The taboo that most bemuses the gods is the law against rear orificial activity, all thanks to misinterpretations of ancient texts. The only things specifically condemned in the story of Sodom are abusing visitors and rape. A number of gods could be condemned for that as well but using ancient gods or texts to justify anything hundreds of years later seems as desperate as Custer’s last stand – and doomed to failure. Our gods never issued divine instructions, at best a device to re-inforce the social views of a particular time. At least here there isn’t the pathetic American debate around creationist and evolutionary theories, despite the dominance of religious flat-earthers.
In Ancient Greece, there were some codes of conduct but by and large everything was a matter of personal choice. Here, in a society where even the word sex is taboo, it’s unsurprising that many parents feel uneasy about teaching their children the facts of life. As teachers have themselves had a limited education or are restricted in how they talk about the birds and the bees, schools do little to help. Zeus and the gods provided a wide menu of possible activities, and left it to humans to decide what was wise or otherwise. He’s very proud about our lack of dogma, especially when daemons are available to suggest the worth of reason and justice, not to mention wisdom and reflection.
However, the strongest taboo is talking rationally about religion in case it offends the odd sensibility. Mind you, one of the greatest miscarriages of justice was the death of Socrates for that very reason. And the Athenians soon regretted it. In Plato’s eyes, Socrates was a prophet, although others regarded him more as merely annoying, unsurprisingly when he questioned experts and those in high positons until he proved that all their beliefs were false – Socrates was the inspiration behind scientific method. He believed that man’s greatest quality is examining everything and always trying to grow and reach one’s full potential. Rather different to politicos’ main concern of attracting the maximum number of voters.
Despite scientific advances and discoveries, religious doctrine is treated as inerrant. What kind of brain failure can lead some to believe that ancient doctrines are immutable? When you also look at those teachers, mal-functionaries and officers of the law who look down on those of other communities and religions, it’ll be a while before prejudices die out and conceptions change.
As recent events have shown, the possibility of any local politico daring to suggest that gay partnerships should be legalised is as likely as pigs flying. Even Queen Elizabeth’s cousin is about to marry his boyfriend and more and more countries are accepting the idea – and don’t seem greatly damaged as a result. Really damaging in today’s world is the refusal to condemn and prosecute religious leaders who conduct the marriage of thirteen-year-old girls…

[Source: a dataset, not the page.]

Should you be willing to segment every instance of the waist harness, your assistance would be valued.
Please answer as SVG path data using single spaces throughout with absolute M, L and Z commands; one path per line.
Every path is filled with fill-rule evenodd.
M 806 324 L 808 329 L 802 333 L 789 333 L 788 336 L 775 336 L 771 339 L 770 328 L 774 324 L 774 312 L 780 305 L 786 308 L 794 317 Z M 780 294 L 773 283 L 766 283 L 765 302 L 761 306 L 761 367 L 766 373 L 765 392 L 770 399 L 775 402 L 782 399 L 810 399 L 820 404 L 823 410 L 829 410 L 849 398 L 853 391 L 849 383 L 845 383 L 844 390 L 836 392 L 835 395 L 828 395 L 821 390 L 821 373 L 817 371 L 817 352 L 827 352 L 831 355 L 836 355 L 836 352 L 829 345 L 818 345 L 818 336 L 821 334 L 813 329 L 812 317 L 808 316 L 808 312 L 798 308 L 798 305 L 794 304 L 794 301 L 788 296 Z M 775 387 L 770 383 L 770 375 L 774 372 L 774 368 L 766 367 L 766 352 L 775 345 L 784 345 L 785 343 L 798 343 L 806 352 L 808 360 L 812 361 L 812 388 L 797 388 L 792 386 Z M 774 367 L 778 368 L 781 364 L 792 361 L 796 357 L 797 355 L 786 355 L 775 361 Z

Despite the unexpected liberalism of Lilibet & Co, inter-racial marriage is more complicated. Many prefer to associate with those from similar backgrounds but it’s sad to see families exerting pressure on dissident children, not least when they resort to sequestering or killing them in the name of family honour. As for the wider aspects of caste and colour, change will take some time but one taboo area could be disposed of overnight, by legalising gandia. Given its popularity and its legalisation elsewhere, resistance to change will ultimately be futile. Except for lovers of backward states, a more liberal approach might be more useful than sticking heads in the sand – especially when they’ll be washed away by increasingly high tides.